Having a problem getting around encoding error on a Python 3.6
UnicodeDecodeError: ‘utf-16-le’ codec can’t decode bytes in position 14-15:
unexpected end of data
Any suggestions?
-Thanks
That means that the data cannot be decoded. Either the file is corrupted, or it is being read using the wrong encoding. UTF-16 is not so common as far as I know; are you overriding the encoding manually? Have you tried opening the file or stream with explicit encoding, e.g., open(..., encoding="utf8")
?
Thank you for responding. I am using statement and several variations of -
if type(content) == str:
content = content.encode(‘utf-8’)
This works with other Turkish files I have been working with.
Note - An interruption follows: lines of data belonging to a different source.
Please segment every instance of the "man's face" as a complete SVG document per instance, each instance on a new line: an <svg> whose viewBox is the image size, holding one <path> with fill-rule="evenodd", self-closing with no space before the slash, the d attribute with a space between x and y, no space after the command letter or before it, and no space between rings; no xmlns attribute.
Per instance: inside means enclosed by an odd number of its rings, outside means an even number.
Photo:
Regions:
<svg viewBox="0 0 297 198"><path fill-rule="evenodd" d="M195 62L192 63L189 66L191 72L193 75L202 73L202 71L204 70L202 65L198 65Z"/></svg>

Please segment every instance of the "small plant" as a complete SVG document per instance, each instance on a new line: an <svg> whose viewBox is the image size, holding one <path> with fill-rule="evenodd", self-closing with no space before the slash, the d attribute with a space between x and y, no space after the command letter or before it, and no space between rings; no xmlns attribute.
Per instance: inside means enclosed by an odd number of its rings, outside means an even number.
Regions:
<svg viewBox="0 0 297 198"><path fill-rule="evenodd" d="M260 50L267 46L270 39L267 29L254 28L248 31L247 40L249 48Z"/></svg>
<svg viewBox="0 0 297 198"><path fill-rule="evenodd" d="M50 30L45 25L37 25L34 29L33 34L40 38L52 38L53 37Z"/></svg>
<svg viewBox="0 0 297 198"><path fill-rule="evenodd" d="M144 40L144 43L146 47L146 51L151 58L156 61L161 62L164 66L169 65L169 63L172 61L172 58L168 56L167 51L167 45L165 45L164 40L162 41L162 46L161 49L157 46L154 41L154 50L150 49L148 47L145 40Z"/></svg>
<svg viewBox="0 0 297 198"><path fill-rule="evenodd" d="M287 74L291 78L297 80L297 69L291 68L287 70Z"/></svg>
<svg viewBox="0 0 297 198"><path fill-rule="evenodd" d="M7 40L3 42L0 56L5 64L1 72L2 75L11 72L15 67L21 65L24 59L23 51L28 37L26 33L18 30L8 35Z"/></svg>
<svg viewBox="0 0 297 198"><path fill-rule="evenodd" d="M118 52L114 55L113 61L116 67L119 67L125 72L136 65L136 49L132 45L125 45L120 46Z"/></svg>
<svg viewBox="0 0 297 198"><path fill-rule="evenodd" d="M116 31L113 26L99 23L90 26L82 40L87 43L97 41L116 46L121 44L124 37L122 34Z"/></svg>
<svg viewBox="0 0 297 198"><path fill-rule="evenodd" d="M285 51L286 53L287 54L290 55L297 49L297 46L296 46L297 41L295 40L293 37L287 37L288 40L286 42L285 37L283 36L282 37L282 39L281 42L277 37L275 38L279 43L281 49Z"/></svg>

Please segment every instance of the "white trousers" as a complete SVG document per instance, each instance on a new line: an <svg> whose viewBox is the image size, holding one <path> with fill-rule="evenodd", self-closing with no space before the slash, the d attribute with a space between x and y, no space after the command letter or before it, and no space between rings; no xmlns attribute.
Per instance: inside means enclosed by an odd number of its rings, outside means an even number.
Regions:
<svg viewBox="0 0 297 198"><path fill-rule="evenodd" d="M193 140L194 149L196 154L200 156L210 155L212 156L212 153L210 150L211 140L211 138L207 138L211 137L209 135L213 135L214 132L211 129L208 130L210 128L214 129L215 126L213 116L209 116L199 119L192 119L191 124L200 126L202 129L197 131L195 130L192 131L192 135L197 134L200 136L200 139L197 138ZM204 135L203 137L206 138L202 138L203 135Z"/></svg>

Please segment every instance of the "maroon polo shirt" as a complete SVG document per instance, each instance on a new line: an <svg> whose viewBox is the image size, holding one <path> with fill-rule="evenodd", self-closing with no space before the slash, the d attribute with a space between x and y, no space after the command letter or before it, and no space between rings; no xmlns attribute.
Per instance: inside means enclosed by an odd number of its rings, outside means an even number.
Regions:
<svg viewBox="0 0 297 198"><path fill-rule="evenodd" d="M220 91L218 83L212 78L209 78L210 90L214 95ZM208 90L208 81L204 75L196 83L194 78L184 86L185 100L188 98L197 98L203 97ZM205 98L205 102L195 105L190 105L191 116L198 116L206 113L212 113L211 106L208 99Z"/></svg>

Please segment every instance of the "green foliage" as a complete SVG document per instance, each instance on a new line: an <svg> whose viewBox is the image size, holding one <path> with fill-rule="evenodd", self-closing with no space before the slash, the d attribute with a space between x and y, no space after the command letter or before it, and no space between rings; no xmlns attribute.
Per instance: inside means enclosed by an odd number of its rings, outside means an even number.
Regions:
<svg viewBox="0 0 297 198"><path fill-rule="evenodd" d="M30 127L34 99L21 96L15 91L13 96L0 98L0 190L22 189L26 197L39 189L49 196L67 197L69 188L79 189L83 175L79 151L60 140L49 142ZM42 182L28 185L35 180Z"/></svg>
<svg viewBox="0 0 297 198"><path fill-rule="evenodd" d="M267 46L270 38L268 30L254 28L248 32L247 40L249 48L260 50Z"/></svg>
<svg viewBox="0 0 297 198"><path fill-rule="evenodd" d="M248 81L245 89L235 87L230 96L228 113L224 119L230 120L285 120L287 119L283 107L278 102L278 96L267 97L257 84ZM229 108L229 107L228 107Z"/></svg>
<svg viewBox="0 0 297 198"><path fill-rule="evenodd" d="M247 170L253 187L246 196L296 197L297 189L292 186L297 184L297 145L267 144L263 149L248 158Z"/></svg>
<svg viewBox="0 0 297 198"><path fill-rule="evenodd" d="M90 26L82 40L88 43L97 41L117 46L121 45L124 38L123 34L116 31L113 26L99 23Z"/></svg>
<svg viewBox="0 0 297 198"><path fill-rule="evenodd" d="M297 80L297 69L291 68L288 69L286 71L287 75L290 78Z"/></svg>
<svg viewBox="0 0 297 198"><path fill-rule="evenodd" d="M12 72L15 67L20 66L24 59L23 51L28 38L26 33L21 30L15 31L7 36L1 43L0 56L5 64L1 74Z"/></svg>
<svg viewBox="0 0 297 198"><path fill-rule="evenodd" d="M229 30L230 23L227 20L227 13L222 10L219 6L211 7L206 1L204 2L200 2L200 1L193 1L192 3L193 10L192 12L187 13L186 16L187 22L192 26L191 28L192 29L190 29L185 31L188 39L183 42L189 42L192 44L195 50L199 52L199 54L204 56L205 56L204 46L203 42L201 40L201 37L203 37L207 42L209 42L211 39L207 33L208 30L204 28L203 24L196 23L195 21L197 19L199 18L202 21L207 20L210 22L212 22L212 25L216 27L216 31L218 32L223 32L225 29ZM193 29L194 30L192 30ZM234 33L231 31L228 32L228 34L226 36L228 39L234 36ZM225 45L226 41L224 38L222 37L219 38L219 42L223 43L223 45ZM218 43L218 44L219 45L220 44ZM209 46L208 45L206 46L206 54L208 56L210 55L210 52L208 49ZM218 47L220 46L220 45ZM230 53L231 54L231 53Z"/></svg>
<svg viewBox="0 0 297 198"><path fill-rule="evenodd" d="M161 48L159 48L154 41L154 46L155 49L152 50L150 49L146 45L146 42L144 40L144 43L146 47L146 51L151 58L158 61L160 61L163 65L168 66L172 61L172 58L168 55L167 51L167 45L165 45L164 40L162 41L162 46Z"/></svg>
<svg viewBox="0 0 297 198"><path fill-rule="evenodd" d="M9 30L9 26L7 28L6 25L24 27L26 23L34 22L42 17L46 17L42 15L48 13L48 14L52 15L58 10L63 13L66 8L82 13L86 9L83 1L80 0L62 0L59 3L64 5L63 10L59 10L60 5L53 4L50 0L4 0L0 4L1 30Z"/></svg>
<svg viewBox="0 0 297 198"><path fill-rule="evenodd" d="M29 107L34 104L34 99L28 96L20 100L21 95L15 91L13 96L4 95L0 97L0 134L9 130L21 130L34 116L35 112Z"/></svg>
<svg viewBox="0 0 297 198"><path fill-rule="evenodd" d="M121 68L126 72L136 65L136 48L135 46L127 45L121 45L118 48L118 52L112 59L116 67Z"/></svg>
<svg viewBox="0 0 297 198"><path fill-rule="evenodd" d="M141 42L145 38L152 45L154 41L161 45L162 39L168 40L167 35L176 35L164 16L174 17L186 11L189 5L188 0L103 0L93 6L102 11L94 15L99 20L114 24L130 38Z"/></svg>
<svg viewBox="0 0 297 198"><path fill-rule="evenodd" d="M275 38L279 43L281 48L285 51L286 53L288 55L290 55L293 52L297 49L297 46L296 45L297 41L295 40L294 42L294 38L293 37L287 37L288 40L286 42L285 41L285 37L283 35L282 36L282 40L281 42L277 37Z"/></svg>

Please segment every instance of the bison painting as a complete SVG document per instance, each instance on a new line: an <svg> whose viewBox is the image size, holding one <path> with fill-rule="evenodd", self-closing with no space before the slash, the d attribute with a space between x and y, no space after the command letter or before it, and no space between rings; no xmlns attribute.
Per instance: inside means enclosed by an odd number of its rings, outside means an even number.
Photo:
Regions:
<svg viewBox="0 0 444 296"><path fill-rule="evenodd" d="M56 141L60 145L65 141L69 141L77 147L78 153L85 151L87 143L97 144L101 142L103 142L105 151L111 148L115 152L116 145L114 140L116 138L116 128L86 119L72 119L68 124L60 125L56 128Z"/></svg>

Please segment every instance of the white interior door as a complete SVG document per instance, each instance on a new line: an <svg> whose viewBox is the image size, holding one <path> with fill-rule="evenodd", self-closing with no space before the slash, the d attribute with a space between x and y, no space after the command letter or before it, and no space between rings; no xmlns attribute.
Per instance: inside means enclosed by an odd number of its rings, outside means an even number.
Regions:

So, how are you reading the files? Could you post a code example that fails along with the complete error traceback?
Thanks - This is a work script and a lot of it is packaged so I don’t have access to a lot of the code. I will pursue this with our engineering team.
Thank you so much for taking the time to help me.
The “unexpected end of data” message suggests that the bytes in position 14-15 are part of “surrogate pairs”, and therefore the bytes in position 15-16 must also be a surrogate pair.
Check if the bytes in 14-15 lies between D800 and DBFF. If so, then you’ll need to grab them best two bytes to compete the character.